Lichosik Renata: Leśne zjawy pod Chotowem
Między Olesznem, Krasocinem a Chotowem ciągnie się las. Pewien odcinek o długości niecałego kilometra został nazwany Podłącysko. Jest tam ścieżka prowadząca z Oleszna na pola przy Chotowie. Znajdują się tam dwie kapliczki. Pierwsza - z figurą Matki Bożej, druga - z metalowym obrazkiem Marii z Dzieciątkiem.
Podobno ponad 50 lat temu straszyło na tym odcinku lasu. Ludność zamieszkująca okolice słyszała wydobywające się stamtąd odgłosy ludzkie, np. jęki, krzyki, łamanie gałęzi, płacz dziecka.
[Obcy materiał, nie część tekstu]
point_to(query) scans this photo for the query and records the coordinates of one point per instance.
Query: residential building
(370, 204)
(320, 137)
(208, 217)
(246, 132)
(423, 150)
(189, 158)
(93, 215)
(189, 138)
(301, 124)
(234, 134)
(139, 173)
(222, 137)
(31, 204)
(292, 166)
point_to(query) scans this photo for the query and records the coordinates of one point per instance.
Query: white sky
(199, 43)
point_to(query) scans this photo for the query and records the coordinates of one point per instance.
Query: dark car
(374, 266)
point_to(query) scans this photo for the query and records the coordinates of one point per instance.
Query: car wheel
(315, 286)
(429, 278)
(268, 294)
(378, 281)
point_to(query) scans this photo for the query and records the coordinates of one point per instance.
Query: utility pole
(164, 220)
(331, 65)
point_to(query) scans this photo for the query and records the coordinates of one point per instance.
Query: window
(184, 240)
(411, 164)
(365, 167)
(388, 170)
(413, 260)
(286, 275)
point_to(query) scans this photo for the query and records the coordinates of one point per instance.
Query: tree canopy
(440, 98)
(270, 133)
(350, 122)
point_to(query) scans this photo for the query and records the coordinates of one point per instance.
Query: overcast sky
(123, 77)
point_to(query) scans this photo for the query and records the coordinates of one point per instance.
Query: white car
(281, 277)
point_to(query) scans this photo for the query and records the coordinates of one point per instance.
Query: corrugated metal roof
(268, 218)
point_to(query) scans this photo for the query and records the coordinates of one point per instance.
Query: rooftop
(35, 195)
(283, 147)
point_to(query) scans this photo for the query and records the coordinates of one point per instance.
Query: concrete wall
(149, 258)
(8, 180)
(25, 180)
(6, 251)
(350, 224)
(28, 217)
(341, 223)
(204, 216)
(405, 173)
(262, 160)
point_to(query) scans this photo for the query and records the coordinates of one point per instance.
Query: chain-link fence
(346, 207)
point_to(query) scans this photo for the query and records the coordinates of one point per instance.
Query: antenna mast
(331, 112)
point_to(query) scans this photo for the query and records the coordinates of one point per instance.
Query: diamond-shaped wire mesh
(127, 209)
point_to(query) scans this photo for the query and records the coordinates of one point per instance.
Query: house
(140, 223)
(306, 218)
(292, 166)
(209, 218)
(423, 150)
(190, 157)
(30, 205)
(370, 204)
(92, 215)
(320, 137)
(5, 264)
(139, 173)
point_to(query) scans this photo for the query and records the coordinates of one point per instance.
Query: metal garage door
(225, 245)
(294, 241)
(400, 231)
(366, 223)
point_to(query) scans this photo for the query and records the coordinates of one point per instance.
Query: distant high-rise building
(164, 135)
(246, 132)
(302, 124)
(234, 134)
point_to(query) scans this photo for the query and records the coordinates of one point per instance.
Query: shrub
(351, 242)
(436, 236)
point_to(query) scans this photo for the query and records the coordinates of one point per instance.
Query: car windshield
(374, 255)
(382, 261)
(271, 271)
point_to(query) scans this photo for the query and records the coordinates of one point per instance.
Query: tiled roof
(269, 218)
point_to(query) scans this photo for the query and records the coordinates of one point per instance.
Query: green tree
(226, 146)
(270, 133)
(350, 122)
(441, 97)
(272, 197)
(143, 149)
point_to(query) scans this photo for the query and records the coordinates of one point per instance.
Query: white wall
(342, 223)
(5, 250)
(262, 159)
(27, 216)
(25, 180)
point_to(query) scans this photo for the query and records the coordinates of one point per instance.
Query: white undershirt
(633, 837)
Widziano tam podobno od czasu do czasu światło.
Niektórzy, co byli w tym lesie w dzień, mówili, że widzieli czarne, w obdartych ubraniach postacie, które ich goniły i przerażająco krzyczały. W oddali słyszeli wycie wilków i szum wiatru. Często w nocy, gdy ktoś wchodził do Podłącyska, dopiero w dzień odnajdywał drogę. Ci co wrócili, mówili o stworach przedziwnych, wyskakujących z krzaków, świecących oczach zza drzewami, o ludzkich postaciach i ich jękach, krzykach, wołaniach.
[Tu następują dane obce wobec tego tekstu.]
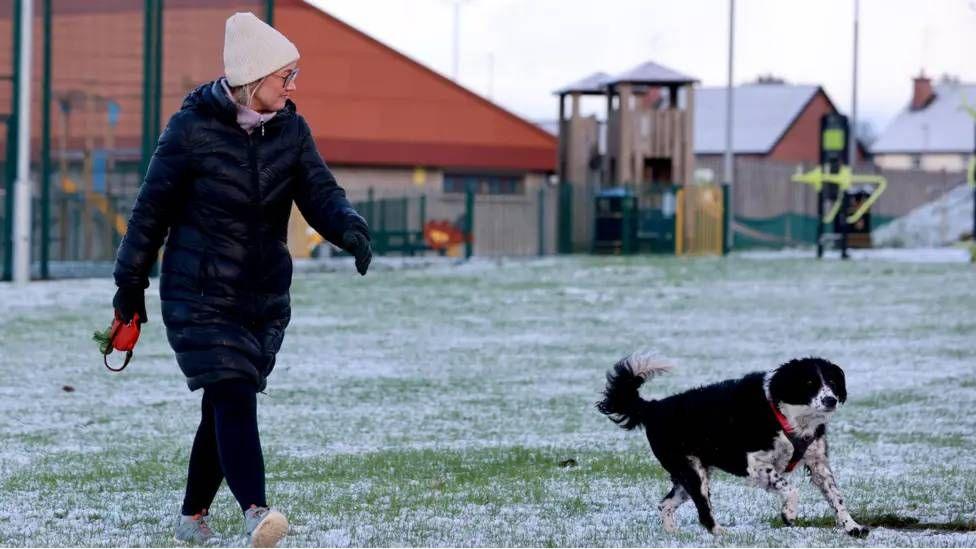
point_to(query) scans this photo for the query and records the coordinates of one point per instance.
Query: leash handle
(122, 337)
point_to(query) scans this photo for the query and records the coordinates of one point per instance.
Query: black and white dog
(760, 426)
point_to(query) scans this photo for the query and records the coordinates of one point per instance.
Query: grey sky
(539, 45)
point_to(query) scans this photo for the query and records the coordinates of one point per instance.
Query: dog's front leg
(821, 475)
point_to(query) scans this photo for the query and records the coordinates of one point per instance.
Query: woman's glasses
(289, 78)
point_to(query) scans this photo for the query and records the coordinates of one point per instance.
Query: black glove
(130, 301)
(356, 242)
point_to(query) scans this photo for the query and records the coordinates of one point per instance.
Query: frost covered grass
(453, 404)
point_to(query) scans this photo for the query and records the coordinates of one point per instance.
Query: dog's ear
(834, 376)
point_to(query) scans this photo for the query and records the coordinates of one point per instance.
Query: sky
(517, 52)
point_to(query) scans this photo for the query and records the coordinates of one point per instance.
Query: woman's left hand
(357, 243)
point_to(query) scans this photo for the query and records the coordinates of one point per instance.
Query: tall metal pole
(10, 168)
(22, 207)
(457, 37)
(46, 146)
(727, 172)
(852, 150)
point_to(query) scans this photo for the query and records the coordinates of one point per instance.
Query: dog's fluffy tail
(621, 401)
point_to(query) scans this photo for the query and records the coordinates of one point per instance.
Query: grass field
(453, 404)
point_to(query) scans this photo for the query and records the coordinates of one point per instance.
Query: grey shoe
(194, 529)
(264, 527)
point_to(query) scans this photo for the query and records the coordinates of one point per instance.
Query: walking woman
(219, 189)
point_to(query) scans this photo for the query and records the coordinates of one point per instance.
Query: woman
(221, 183)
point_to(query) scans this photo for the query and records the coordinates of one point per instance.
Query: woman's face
(275, 90)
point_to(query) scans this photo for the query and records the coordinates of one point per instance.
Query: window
(484, 184)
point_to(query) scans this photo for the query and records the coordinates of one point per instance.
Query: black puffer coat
(224, 197)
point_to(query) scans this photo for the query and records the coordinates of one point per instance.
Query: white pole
(852, 150)
(727, 174)
(22, 187)
(457, 36)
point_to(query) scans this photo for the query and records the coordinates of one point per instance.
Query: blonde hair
(243, 95)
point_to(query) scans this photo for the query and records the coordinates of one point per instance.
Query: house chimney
(922, 94)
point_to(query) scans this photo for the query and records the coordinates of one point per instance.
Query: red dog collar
(800, 445)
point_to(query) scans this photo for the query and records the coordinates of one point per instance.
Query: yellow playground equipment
(844, 179)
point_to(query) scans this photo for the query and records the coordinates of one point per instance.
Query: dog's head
(813, 386)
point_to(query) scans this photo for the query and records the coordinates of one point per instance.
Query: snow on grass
(942, 221)
(434, 403)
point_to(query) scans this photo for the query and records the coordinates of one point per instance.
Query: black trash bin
(615, 222)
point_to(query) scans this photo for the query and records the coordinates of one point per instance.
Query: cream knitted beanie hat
(253, 49)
Podobno mój pradziadek też zabłądził w tym lesie i wyszedł dopiero wtedy, gdy słońce pojawiło się na niebie. Opowiadał, że goniły go przedziwne zjawy. Ścieżka, którą szedł wydawała się nieskończenie długa, rozciągała się, jakby szedł w miejscu lub nawet cofał się.
Pewnego dnia tamtejsi rolnicy znaleźli młodą, martwą parę. Mówiono, że to pewnie Niemcy lub partyzanci ich zastrzelili. A może to te zjawy…? Tam gdzie ci młodzi zginęli, wyrosła dzika jabłoń. Ścieżka przez ten las, kapliczka i jabłoń są do dzisiaj.